Love is blind. I had never noticed before just how much I am terrefied of him. He kills so efficently, without regret or remorse. Who's to say my own blood will be what is staining his knife next? Who's to reassure me he won't beat the living crap out of me and will always love me the same?

This isn't a movie, not a romance novel either, this is my life, I'm in love with a man who stains his hands with blood and counts how many bodies had fallen at the sharp end of his blade or bullet in the head.

I'm not sure what to do. I'm not sure what will happen. Quite frankly, I'm dreading getting out of here alive with him, but I do not wish either him or I get killed. I'm not ready to find myself or to see him put in a wooden coffin then burried six foot under.

But then he's wiping the blood off his hands and putting his knife on his hip then rushing to me, his clothes stained in red. Then he's kneeling by me and without much effort is breaking my chains and pulling me off the floor.

He's hugging me tightly, his hands gripping my back and pulling my body close to his, and I'm feeling his body heat and I'm melting into him. I'm crying over his shoudler because I know it would kill me if I give him up. I'd rather meet my end at the bullet he shoots me with, my blood staining his hands, his knives, the floor underneath me then ever leaving him or him leaving me.

He's whispering in my ear and reassuring me that he loves me, that I'm safe now, that we can go home together and it will be all right.

He's helping me to my feet and grabbing my waist, pulling one of my arms over his shoulders, and then guiding me out of the facility they had spent two days torturing me in and to his car.

Bucky, god I love his name, moved away from me after helping me into the passenger seat and I whined, throwing my hody back onto him. I saw him smile at me, so warm and caring, all love and affection in those usually deadly and cold irises and felt the world stop.

"Hey there," he spoke softly to me, his hands wrapped around my waist and he slowly pushed me down back into the car this time I let him. My mind slowly woke up more. The dizziness stopped and I focused again when I hear a door close. I looked at Bucky sitting by me and watched him turn the car on. I was feeling sleepy, finally relaxing because I was safe, I believed I was safe. I feel the jerk before the car is moving.

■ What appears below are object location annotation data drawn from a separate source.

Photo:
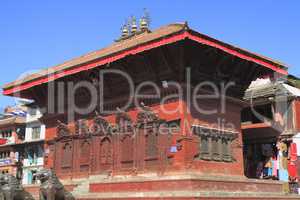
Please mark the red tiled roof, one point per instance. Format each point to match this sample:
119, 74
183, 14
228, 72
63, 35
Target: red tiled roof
137, 44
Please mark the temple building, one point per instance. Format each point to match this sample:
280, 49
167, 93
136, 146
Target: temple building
12, 133
156, 114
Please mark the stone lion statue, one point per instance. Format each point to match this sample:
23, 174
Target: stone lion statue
51, 188
11, 189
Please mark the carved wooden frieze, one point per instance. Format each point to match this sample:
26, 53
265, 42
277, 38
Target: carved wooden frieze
100, 125
123, 121
146, 115
81, 127
62, 130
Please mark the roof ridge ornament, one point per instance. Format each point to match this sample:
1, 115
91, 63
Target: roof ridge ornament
131, 28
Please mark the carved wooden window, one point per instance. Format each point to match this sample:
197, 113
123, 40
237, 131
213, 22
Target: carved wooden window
226, 150
67, 152
204, 148
85, 152
127, 151
215, 145
127, 148
151, 145
215, 149
105, 152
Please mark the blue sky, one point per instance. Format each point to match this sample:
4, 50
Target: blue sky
35, 34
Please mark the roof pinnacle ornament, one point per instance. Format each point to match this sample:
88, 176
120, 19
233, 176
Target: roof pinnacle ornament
145, 21
125, 30
134, 27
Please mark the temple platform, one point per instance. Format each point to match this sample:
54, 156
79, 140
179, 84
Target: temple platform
187, 186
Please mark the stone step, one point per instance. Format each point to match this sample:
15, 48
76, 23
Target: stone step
216, 195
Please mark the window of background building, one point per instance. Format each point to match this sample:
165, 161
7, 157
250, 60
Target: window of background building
4, 154
32, 111
36, 132
6, 133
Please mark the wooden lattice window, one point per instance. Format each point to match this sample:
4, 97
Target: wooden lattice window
204, 148
85, 152
215, 144
151, 145
127, 148
215, 149
226, 150
67, 152
106, 152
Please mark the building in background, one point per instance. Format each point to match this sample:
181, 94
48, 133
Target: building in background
12, 135
270, 126
33, 144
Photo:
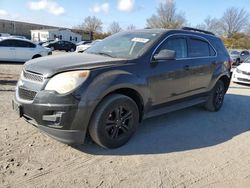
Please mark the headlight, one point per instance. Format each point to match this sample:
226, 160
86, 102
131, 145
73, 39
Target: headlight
67, 81
238, 70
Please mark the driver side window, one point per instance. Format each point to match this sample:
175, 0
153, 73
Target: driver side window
177, 44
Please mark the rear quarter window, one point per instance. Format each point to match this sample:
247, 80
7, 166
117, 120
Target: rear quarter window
199, 48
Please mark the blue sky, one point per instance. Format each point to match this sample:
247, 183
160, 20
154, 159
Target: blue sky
68, 13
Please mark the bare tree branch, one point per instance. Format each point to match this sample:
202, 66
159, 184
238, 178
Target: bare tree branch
212, 25
167, 17
114, 28
131, 27
234, 20
91, 24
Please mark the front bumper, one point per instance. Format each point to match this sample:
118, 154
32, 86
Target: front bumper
240, 78
64, 118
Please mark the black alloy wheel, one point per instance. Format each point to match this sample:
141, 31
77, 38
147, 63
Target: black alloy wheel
114, 121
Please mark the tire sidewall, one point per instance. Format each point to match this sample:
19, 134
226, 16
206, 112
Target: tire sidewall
97, 126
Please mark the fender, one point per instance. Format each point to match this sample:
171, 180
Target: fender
219, 72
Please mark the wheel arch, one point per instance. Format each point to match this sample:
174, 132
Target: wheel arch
226, 80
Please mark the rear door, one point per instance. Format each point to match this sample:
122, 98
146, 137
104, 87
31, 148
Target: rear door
7, 51
168, 79
203, 58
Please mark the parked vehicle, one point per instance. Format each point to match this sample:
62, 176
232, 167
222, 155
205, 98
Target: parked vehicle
83, 42
61, 45
129, 76
241, 74
43, 42
84, 47
234, 54
242, 57
16, 49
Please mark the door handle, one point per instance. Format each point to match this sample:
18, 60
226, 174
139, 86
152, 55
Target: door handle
186, 67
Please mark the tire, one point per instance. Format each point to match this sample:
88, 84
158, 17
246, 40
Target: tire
114, 121
216, 97
237, 62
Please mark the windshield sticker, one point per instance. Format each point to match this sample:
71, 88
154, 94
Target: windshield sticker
142, 40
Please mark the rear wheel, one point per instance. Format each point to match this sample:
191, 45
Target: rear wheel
216, 97
114, 122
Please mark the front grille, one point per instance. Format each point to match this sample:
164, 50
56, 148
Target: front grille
32, 76
26, 94
246, 73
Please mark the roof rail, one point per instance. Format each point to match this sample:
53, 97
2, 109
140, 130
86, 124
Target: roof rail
197, 30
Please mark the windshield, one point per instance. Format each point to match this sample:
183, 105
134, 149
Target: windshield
247, 60
126, 45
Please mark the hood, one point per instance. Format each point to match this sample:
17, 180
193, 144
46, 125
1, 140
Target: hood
50, 65
244, 67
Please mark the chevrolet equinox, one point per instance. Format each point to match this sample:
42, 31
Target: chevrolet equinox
130, 76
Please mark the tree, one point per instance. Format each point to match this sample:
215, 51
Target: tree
114, 28
234, 20
212, 25
91, 24
131, 27
167, 17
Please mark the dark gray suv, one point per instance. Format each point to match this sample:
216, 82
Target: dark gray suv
108, 90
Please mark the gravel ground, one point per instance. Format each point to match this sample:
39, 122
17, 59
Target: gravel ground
187, 148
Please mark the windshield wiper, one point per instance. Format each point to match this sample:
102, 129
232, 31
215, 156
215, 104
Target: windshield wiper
104, 54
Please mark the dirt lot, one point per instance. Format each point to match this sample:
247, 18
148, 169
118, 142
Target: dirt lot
188, 148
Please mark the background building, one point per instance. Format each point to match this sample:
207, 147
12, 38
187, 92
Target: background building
53, 34
24, 29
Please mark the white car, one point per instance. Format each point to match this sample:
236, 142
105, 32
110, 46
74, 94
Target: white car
83, 47
16, 49
241, 74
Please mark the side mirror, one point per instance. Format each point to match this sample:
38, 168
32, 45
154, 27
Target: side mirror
165, 55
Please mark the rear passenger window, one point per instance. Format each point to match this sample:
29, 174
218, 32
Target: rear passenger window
198, 48
5, 43
179, 45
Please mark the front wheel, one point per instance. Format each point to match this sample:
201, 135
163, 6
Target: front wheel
114, 121
216, 97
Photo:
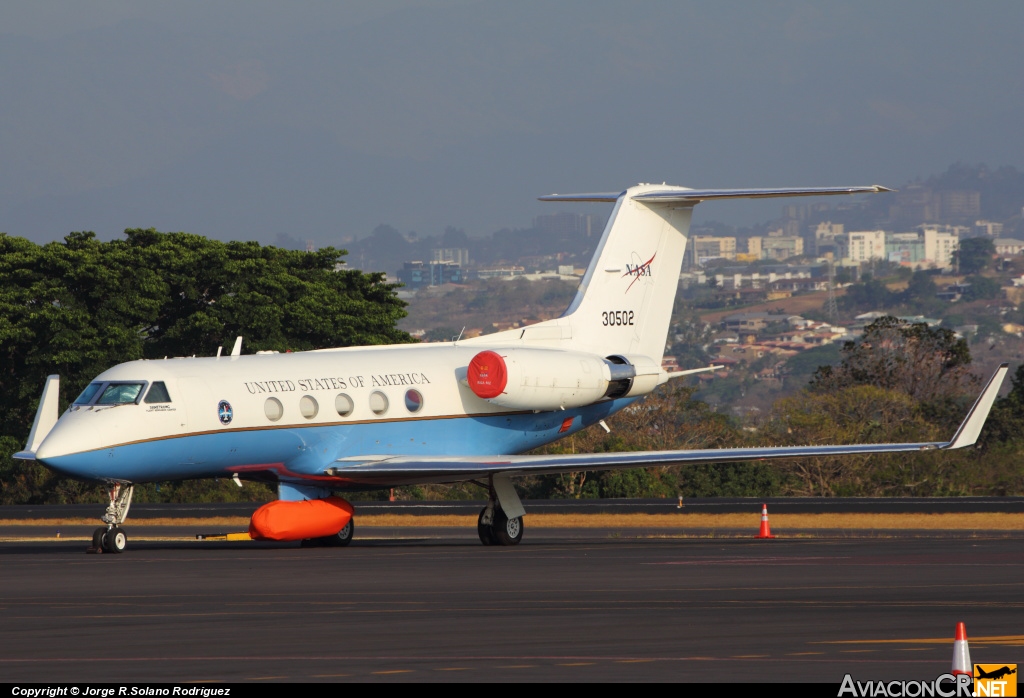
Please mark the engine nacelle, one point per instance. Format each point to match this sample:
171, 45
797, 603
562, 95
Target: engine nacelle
548, 379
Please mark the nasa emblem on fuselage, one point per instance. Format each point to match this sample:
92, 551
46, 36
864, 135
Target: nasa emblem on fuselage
224, 411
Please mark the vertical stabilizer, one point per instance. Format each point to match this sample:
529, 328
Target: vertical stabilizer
624, 304
46, 412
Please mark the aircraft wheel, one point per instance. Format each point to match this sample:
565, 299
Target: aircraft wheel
115, 540
507, 531
97, 539
342, 537
485, 531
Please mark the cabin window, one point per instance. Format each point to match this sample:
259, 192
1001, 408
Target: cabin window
89, 393
378, 402
308, 406
121, 393
343, 403
414, 400
158, 393
273, 409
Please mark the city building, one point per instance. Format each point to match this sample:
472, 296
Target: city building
501, 272
702, 249
987, 227
824, 237
458, 255
939, 248
422, 274
781, 247
567, 225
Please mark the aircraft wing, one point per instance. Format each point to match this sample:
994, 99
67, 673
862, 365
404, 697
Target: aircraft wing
394, 470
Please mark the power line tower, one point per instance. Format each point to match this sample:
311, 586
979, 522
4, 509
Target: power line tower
830, 309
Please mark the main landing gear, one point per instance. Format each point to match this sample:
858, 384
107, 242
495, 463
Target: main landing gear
495, 527
112, 538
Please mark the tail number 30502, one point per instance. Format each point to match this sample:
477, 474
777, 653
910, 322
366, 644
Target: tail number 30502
616, 317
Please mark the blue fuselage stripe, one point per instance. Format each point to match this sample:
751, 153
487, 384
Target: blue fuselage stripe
308, 450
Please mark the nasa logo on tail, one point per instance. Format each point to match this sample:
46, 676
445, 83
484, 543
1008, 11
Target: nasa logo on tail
638, 270
995, 680
224, 411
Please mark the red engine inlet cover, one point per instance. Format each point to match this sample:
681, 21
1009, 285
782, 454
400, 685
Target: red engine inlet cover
487, 375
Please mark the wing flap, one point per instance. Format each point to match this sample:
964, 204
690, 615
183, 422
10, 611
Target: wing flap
695, 195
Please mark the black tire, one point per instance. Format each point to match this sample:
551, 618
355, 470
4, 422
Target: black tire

He sat by me, searching and once finding it, holding my hand in his own and rubbing soothing cricles into the palm of it. Now I'm just smiling like the love struck idiot I am and looking at him with dopey heart eyes, my head leaned back against the seat. I'm head over heels for him.

It's not like my job is any safer, not like death and danger isn't a part of my daily life.

"I love you, Clint," he lifts my hand and kisses the back of it. My heart flutters. "I'm in love with you too, Bucky," I tell him, my voice raw and hoarse from all the screaming I had done.

I'm stuck with him, and of course I'm going to like it, for love is blind, and I am a blind idiot in love.

**Author's Note:**

> Hey guys, hope you like it, i am pretty fucking proud of this.